Onesphore Bangenza, the leader of the Ebola Response Team in Bunia for Mercy Corps, a nonprofit group, said that burials in which relatives insisted on washing bodies of loved ones and touching them were still happening, and that residents were not adhering to distancing guidelines.

“We have motor taxis transporting more than three people,” Bangenza said. “There are people who do not want to be tested. The scale of the outbreak could be larger.”

In May, 30 people who had exhibited Ebola-like symptoms died at a displacement camp in Kigonze that hosts families fleeing conflict in the region, Reuters reported.

Two aid workers confirmed that 13 deaths had been reported at the camp within 48 hours and that more 30 total deaths were expected.

“The constant movement and overcrowding of refugees in camps is causing fear that this virus could spread even more and the scale of the outbreak may grow” Bangenza said, adding that conditions in the camps were abysmal. “No water, no latrines,” he said. “The hygiene condition is very, very bad.”

New Ebola cases have been reported in cities such as Beni where an ISIS-affiliated rebel group, the Allied Democratic Forces, has waged attacks, prompting families to flee their homes.

At a local hospital in Beni, a patient admitted with malaria asked to be discharged early because he feared that others at the hospital would have Ebola and infect him, he told the Post. While he was in the hospital, the ADF attacked an area near the hospital, killing seven people.

“First, I was afraid that because I exhibited malaria symptoms, which are similar to Ebola, I would be assimilated with people with Ebola,” the patient said, speaking on the condition of anonymity to discuss private health matters. “In the small hospital, there is no clear follow-up, so anything can happen. Then, the attack scared me more.”

Congo has been besieged by years of conflict especially in the mineral-rich eastern regions of the country, which boast the world’s largest deposits of coltan and cobalt, used to manufacture electronics.

Cycles of violence have also weakened health systems in the region.

Just last week, protests broke out in Kinshasa, Congo’s capital, after people learned of a proposal to change the constitution to allow an extension of term limits, which would allow President Félix Tshisekedi to stay beyond his current term, which was supposed to be his last.

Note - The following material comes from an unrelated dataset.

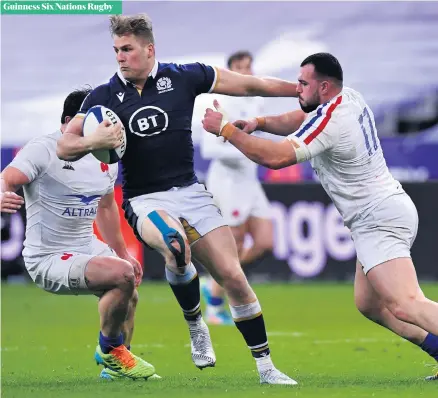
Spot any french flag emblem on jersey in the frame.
[295,95,342,145]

The Rwanda-affiliated M23 rebel group was working with health teams after two cases of Ebola were discovered in Goma, a city that M23 controls, the group’s deputy spokesperson, Oscar Balinda, told The Post. M23 controls large swaths of territory in eastern DRC.

The United States has sent $375 million in aid, so far, to contain this latest Ebola outbreak, Trump said during a recent Group of Seven meeting in France.

Experts say more must be done contain the outbreak.

“One of the key factors to try to control an outbreak of Ebola is to decentralize as much as possible the testing capacity, so that the tests can be done in the places where the cases are,” said Abela, the epidemiologist. “And I think that this, little by little, is happening. But, as usual, we want things to happen yesterday.”

Abela also said that contact-tracing is crucial but not enough is being done. “At the moment, I think there are 70 percent of the contacts being followed up when the target is normally 95 percent, according to the DRC authorities.”

He added: “This is clearly one of the gaps.”